Que te Cuide Diosito

Alessandra is my little robot child.  We programmed her early on and now, if we just stick to the routine, she falls in line perfectly.  She slept through the night when she was a tiny baby.  She's always operated on a predictable schedule in a predictable routine.  To this day, she eats and sleeps on a very predictable schedule.

Her nightly routine is accomplished through a joint effort by Mama and Daddy (when I'm not out at work or attorney events...but that's for another post). Daddy gives her milk, brushes her teeth, changes her clothes, and reads her a book.  Once his portion of the routine is complete, I take over with a book or two, some songs, many many kisses, and blessings.

Each night, the last thing I say to her as I leave her room is "que to cuide Diosito".  For years she has accepted is a part of the routine and has never asked for an explanation.  Tonight, she finally asked me - "mama, what is that? what are you saying?"

How do you explain to your three year old that these four words are a simple and concise expression of my soul's cry that all be well with her for all time and in all ways.

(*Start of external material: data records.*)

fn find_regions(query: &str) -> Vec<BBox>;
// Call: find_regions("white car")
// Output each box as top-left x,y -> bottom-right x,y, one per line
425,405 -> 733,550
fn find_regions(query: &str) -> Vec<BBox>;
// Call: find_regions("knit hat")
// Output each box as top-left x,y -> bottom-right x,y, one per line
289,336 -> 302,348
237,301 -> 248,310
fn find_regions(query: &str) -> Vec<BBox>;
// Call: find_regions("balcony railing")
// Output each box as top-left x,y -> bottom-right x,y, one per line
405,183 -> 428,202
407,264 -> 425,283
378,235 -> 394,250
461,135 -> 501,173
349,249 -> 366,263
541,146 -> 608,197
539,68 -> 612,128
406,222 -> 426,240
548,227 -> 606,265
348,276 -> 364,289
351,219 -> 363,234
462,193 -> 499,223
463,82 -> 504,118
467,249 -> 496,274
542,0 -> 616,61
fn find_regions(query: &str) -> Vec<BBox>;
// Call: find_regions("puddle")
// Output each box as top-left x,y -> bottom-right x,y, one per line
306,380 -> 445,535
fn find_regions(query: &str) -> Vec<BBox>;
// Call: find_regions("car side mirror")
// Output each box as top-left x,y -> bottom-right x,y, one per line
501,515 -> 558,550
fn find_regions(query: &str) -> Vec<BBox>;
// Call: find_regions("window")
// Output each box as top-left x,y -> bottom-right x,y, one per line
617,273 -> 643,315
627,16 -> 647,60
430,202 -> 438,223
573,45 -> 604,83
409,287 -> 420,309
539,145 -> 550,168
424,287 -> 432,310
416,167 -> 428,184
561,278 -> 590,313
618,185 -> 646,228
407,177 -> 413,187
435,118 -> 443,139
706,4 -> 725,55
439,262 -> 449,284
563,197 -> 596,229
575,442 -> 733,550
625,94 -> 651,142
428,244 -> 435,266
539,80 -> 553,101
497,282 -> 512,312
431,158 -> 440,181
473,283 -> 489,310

-I'm asking God to watch over you.
-I won't always be there and I can't always see everything that you do, where you go, or what happens to you, but God can.
-I hope for your safety.
-I hope for your peace.
-I hope for your health.
-I hope that you flourish.
-I'm asking God for His help.

I prayed less before I had children.  But even now that I do have children, I realize there is something missing from my prayers.  There is something missing from my parenting altogether.  God hasn't given me charge over mere flesh and blood.  He has allowed me to participate in the growth, the flourishing, the teaching - the lives - of endless spiritual beings that He created with Intent and Purpose.

Recent events have brought to my attention just how much I try to take on the task of being a good parent in isolation.  Yes, I ask God for my children's health.  Yes, I ask God to help me be a good mother.
But how often do I pray for my children as spiritual beings?  How often do I ask God to be accessible to them?  How often do I pray that they experience the joy of a relationship with their Creator?

I send Alessandra to a Christian school each day, but do I receive her into a Christian home each evening?  She knows about spiritual matters, but how much is she hearing about spiritual matters from me?  Many people have interceded for her in prayer, but how often have I taken on the task?

I've taken it for granted that all is right with my child's Spirit.  The last 10 days or so have been a wake-up call for me to bring my children's most important well-being into focus and to address it purposefully.

I will continue to ask God to help me be a good mother.  I will begin more actively interceding for my children's Spirits. I am grateful that He has shown me one more way that I can do more for my children.